After Chinese government officials objected to the CFA ruling, and after the CFA's Chief Justice was forced to issue an unprecedented "clarification" of the ruling, Tung Chee-Hwa decided to seek an interpretation by the NPC's Standing Committee as a way of avoiding implementation of the court's decision. Turning to China to resolve a critically important legal dispute was not the only option open to the Hong Kong government, but it was by far the worst. It could have allowed the CFA decision to stand and then waited to see if the numbers of Chinese seeking right of abode bore any resemblance to its apocalyptic predictions. It could have sought a new ruling from the CFA through new cases. Even working through the SAR Legislative Council to seek an amendment to the Basic Law would have been preferable than inviting Chinese intervention in Hong Kong judicial matters.

By turning to the NPC to bolster its own case, the Hong Kong government has set a dangerous precedent, effectively giving notice that any time the Court of Final Appeal rules in a way that the executive branch of the SAR finds objectionable, it will turn to China for assistance. This makes a mockery both of the notion of checks and balances within the SAR government as well as of Hong Kong autonomy itself.

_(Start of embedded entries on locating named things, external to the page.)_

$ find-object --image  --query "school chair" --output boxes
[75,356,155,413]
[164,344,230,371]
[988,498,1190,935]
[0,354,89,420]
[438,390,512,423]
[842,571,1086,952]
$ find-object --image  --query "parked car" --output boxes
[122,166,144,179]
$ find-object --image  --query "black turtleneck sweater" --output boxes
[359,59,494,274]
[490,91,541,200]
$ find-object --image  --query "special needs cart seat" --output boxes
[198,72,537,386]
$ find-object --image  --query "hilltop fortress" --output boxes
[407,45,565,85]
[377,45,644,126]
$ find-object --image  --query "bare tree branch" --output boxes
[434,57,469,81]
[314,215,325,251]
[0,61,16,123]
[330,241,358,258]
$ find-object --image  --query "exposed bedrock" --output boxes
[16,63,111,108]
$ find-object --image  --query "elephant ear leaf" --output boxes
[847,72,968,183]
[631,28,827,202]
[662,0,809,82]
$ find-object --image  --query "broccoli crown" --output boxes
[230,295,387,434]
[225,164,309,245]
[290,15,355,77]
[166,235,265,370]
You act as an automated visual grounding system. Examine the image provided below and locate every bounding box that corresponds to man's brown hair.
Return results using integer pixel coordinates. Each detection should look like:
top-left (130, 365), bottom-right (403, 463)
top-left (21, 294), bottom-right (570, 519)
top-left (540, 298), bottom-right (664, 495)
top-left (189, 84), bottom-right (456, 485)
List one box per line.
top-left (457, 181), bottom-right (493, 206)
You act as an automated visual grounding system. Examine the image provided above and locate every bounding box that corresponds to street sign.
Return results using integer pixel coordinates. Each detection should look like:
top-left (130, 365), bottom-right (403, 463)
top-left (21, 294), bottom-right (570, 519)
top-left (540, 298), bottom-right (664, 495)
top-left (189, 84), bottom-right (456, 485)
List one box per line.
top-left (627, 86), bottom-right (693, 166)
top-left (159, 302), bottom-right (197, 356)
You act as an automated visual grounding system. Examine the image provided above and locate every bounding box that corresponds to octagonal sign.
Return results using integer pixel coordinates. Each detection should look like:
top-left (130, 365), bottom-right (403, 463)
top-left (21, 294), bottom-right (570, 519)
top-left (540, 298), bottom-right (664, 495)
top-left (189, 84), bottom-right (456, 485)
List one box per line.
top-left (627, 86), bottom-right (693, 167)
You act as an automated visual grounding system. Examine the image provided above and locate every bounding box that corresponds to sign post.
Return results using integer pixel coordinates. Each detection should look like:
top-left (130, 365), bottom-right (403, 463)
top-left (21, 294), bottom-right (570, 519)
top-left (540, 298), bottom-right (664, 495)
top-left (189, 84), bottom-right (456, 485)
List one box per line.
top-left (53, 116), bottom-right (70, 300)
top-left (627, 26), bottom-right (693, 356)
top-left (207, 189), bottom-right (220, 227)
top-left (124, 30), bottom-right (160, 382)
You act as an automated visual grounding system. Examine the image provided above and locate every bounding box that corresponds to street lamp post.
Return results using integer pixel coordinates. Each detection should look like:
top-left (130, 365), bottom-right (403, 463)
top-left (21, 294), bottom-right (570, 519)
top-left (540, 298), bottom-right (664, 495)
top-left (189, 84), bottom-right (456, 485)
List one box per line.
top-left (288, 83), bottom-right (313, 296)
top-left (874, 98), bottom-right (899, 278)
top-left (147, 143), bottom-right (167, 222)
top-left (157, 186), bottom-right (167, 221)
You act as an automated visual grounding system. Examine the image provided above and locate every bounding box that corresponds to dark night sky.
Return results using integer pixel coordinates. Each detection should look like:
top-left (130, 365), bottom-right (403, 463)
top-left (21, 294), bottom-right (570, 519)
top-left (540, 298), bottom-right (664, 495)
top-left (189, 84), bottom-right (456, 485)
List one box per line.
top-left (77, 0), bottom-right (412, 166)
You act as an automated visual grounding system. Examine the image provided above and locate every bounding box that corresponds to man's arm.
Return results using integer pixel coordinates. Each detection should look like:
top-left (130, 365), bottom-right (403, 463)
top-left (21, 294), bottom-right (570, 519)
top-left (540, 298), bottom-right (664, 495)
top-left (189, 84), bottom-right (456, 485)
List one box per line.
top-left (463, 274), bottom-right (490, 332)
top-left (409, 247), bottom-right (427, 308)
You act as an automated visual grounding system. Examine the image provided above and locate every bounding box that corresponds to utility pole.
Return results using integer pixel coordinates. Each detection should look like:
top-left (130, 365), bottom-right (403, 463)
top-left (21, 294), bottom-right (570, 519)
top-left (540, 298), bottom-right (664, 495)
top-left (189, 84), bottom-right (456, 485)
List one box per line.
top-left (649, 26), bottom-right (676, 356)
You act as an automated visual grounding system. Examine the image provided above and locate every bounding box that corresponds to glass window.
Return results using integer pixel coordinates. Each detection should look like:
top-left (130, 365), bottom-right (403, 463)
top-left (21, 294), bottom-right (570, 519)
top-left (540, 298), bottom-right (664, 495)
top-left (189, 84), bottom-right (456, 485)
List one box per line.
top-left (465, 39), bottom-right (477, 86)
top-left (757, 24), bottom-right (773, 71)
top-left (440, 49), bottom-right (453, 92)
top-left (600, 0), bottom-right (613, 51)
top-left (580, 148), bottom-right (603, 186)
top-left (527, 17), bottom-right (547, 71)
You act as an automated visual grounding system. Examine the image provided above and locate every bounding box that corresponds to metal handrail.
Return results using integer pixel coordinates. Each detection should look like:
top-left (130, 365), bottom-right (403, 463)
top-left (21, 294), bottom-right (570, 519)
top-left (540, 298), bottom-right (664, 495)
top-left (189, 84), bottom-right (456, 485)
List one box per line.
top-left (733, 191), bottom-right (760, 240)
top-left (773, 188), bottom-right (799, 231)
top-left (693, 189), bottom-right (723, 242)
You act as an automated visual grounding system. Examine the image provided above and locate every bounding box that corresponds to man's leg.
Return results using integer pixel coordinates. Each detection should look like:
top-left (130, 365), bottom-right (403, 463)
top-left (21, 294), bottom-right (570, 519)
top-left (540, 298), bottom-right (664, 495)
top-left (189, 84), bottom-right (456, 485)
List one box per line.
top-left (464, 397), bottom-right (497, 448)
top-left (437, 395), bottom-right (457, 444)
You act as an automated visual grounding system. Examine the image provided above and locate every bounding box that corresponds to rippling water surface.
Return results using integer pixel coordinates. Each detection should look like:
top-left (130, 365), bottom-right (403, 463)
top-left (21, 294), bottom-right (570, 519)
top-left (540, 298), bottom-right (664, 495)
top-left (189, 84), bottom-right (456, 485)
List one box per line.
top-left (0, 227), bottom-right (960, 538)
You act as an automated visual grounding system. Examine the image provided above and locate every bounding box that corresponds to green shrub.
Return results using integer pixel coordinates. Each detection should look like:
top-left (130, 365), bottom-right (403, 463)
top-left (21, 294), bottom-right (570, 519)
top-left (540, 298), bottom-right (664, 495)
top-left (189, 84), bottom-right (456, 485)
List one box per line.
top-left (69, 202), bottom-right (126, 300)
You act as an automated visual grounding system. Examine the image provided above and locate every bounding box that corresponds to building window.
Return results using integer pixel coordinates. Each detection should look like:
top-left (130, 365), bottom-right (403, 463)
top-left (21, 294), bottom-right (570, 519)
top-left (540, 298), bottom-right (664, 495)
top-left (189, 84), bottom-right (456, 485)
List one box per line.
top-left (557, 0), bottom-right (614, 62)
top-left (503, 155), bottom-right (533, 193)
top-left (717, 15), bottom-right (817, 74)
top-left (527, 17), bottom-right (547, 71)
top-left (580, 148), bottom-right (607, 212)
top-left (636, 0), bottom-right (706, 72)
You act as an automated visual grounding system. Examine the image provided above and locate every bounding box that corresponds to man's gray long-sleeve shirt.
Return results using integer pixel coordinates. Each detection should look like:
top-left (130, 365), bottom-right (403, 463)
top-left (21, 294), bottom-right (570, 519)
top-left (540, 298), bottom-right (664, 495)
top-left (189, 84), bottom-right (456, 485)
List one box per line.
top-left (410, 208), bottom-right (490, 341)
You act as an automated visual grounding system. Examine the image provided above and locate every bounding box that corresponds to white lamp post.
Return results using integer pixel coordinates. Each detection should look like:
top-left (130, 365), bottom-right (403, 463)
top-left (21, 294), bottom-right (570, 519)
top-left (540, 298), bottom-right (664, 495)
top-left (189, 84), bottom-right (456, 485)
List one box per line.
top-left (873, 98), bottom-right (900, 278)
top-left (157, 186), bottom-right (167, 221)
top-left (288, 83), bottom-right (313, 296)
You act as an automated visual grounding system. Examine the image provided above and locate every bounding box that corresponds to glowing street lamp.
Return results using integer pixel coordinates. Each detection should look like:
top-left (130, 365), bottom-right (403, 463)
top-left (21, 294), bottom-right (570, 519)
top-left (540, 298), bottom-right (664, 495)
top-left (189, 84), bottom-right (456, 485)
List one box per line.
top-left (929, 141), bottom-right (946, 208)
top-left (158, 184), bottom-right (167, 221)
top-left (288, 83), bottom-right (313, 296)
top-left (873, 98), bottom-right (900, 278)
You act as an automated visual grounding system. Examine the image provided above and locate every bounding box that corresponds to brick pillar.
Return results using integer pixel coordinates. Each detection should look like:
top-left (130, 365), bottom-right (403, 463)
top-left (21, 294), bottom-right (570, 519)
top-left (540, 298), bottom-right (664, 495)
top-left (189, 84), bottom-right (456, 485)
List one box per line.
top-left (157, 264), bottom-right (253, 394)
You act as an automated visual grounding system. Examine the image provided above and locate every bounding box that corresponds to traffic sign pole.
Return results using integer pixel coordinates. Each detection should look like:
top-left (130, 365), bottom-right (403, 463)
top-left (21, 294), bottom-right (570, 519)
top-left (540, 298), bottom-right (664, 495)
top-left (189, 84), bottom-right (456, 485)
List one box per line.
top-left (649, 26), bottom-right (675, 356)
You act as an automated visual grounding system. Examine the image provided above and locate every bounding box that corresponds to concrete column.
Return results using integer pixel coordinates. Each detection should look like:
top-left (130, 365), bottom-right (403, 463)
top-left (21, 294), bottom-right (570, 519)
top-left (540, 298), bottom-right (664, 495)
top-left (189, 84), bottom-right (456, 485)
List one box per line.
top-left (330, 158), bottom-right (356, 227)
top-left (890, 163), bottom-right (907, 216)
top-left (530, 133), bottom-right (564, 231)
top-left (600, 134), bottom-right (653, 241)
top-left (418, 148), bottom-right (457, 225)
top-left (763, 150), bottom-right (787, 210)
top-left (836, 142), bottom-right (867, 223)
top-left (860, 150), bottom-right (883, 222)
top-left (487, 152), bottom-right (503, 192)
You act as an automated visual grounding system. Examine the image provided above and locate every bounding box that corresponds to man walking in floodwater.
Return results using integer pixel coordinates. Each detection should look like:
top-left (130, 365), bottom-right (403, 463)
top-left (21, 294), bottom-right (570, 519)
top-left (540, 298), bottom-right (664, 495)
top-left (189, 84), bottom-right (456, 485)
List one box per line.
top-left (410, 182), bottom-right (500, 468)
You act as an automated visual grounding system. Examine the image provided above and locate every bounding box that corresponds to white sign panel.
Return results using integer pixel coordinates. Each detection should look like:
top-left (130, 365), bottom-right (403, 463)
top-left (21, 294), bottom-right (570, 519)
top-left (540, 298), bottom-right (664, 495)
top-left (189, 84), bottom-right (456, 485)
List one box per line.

The NPC Standing Committee responded predictably to the HKSAR government's request for interpretation. In its decision adopted last week, it said the Court of Final Appeal should have itself asked the NPCSC for an interpretation of the controversial part of the Basic Law before it gave its final ruling. It also stated that the CFA's interpretation was in violation of the spirit of the Basic Law. It upheld the Hong Kong government's restrictive interpretation of the right of abode of mainland children, limiting it to those, who at the time of their birth, had at least one parent who was already a permanent Hong Kong resident. Anyone else would have to seek permission from relevant departments in the Chinese government and there was no guarantee that permission would be granted. This interpretation applies to relevant future cases handled by Hong Kong courts but does not affect those who have already obtained the right of abode as a result of the Hong Kong Court of Final Appeal's initial ruling in January 1999.

The key issue from a human rights perspective is not the right of abode per se. It is the independence of the Hong Kong courts. This precedent has the potential of opening a wide swathe of judicial rulings to attack and "reinterpretation," particularly those that displease either the Chief Executive in Hong Kong or the government in Beijing.

Human Rights Watch urges the Administration and Congress to raise concerns, privately and publicly, with Hong Kong and Beijing officials about threats to the rule of law and the independence of the Hong Kong judiciary. For example, this issue should be on the agenda of President Clinton's talks with Chief Executive Tung Chee-Hwa at the APEC summit in New Zealand in September. Members of the business community should also continue to speak out, recognizing the importance of Hong Kong's legal system to its prosperity and economic vitality.